The Sawyer Water Purification Plant, formerly the South Water Purification Plant, is the first water filtration plant built in the City of Chicago. When completed in 1947, it was the largest such plant in the world.

==History==
The plant was under construction for many years, slowed by the Great Depression. Its construction was approved in 1930 and the plant began operation in 1947. Water is drawn from a crib in Lake Michigan that has an intake about 20–30 feet below the surface of the lake and is then drawn through a tunnel below the lake bed to the treatment plant, and then put through several steps to filter suspended particles and add chemicals including chlorine to disinfect the water. This system relies on pumps, not on gravity flow, to move the clean water.

Two main cribs are about 2.5 miles away from the shore. The 68th Street / Dunne cribs feed water to this filtration plant. This plant was the largest filtration plant in the world until Chicago completed its second filtration plant, the Central plant (now called the Jardine Water Purification Plant) was completed in 1964.

On September 19, 2016, the City of Chicago renamed the South Water Purification Plant to the Sawyer Water Purification Plant to honor the former Mayor Eugene Sawyer. The water filtration plant is located at 3300 E. Cheltenham Place on the South Side along the lake near Rainbow Beach Park.
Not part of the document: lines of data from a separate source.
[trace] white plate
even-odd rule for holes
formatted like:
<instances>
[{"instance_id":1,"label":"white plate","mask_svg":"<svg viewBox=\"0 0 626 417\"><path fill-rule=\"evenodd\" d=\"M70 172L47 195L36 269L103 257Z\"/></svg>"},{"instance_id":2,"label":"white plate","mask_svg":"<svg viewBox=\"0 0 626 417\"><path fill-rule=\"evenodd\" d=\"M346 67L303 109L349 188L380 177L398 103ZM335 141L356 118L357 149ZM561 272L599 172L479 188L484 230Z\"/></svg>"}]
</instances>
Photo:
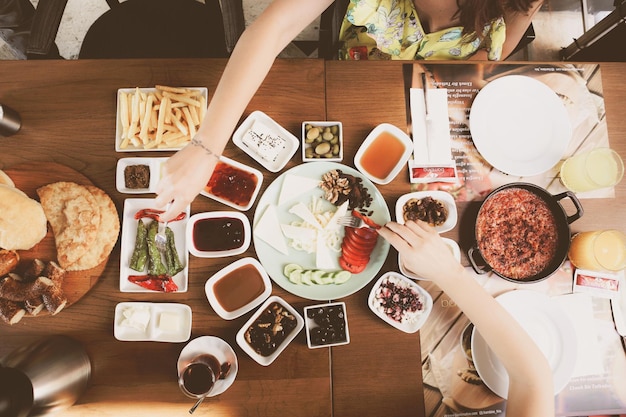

==Clean water supply for Chicago and nearby suburbs==
This plant and the Jardine Water Purification Plant supply the water for the City of Chicago and many surrounding suburbs that purchase their drinking water from the City of Chicago, about 1 billion gallons a day.

The city of Chicago has voted for a major renovation of the filtration plant in 2020. The work is estimated at $74.5 million, and will include restoration of the roof of the 1941 building and a 1964 addition.